You have to enable PF, of course. I like to do it in /etc/rc.conf.d directory for DevOps purposes I'll talk about later. There are two files for PF: pf and pflog.

/etc/rc.conf.d/pf:

pf_enable="YES"

/etc/rc.conf.d/pflog:

pflog_enable="YES"

As CBSD doesn't provide DHCP or DNS for VMs, we'll use DNSMasq. For devops on your desktop/laptop it's enough and even for small to mid size cloud setups it would work. On large scale deployments you probably have BIND, already. To enable DNSMasq, first make it start on boot.

/etc/rc.conf.d/dnsmasq:

dnsmasq_enable="YES"

You need to edit the config in /usr/local/etc/dnsmasq.conf. These are the options I changed:

domain=vm
dhcp-range=172.16.0.50,172.16.0.250,12h
interface=lo0
interface=bridge1
bind-interfaces
resolv-file=/usr/local/etc/dnsmasq.d/resolvconf
conf-dir=/usr/local/etc/dnsmasq.d/,*.conf

All options are present in the file initially, but commented out. In short, this config provides DHCP and DNS service only on bridge1 which is dedicated for VMs while allowing for on-the-fly VM info changing by including everything from /usr/local/etc/dnsmaq.d directory which ends with .conf.
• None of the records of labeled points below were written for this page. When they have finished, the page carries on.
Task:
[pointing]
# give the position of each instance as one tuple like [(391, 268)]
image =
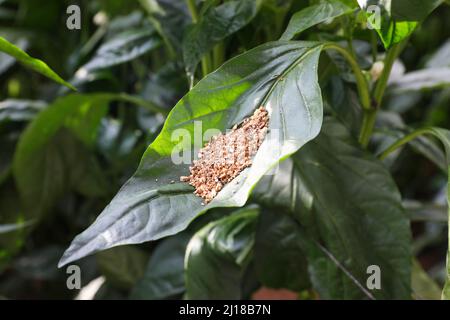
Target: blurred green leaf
[(398, 19), (279, 258), (164, 274), (30, 62), (314, 15), (352, 216), (265, 76), (20, 110), (217, 255), (425, 79), (121, 48), (444, 136), (423, 287)]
For easier URLs, you can use DNSMasq as your DNS server through 127.0.0.1. To do that this is what you need to have in /etc/resolvconf.conf:

name_servers=127.0.0.1
dnsmasq_resolv=/usr/local/etc/dnsmasq.d/resolvconf

Whenever your DNS settings change, resolvconf will write the info into the file which will make DNSMasq re-read it.

The last thing to do is configure BHyve. You'll need to load the modules and let CBSD take care of the rest, so add these lines to /boot/loader.conf:

zfs_load="YES"
vmm_load="YES"
if_tap_load="YES"
if_bridge_load="YES"
nmdm_load="YES"

ZFS and VMM are self explainatory module names, while TAP and Bridge are two kinds of interfaces used to emulate network stack inside VM. Null Modem or nmdm is used to get the terminal output through a serial line and tmux.
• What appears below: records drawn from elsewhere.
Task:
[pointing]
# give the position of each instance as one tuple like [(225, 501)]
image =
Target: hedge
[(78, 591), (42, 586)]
Reboot and you should be able to create new jails and virtual machines:

# cbsd jconstruct-tui
# cbsd jstart <jail>
# cbsd jlogin <jail>
# cbsd jstop <jail>
# cbsd jremove <jail>

With cbsd jconstruct-tui you have to choose lo1 for the interface, once you're greeted with the dialog based form. Commands for VMs are the same, just prepend them with b instead of j, e.g. cbsd bconstruct-tui. The lo1 interface is only for jails, so for VMs you don't have to do anything special.

Nice thing about bstart is that it will start bhyve process in tmux so tmux a will open it. Another nice thing is that if booting from CD-ROM image, BHyve will wait for the VNC connection to start the boot process. That means that booting will not start the second you issued cbsd bstart, but once you start vncviewer localhost, so you can see all the messages.

Now, go and play with it a bit. Don't worry, you don't need any images or anything, CBSD will download them for you when you select appropriate template.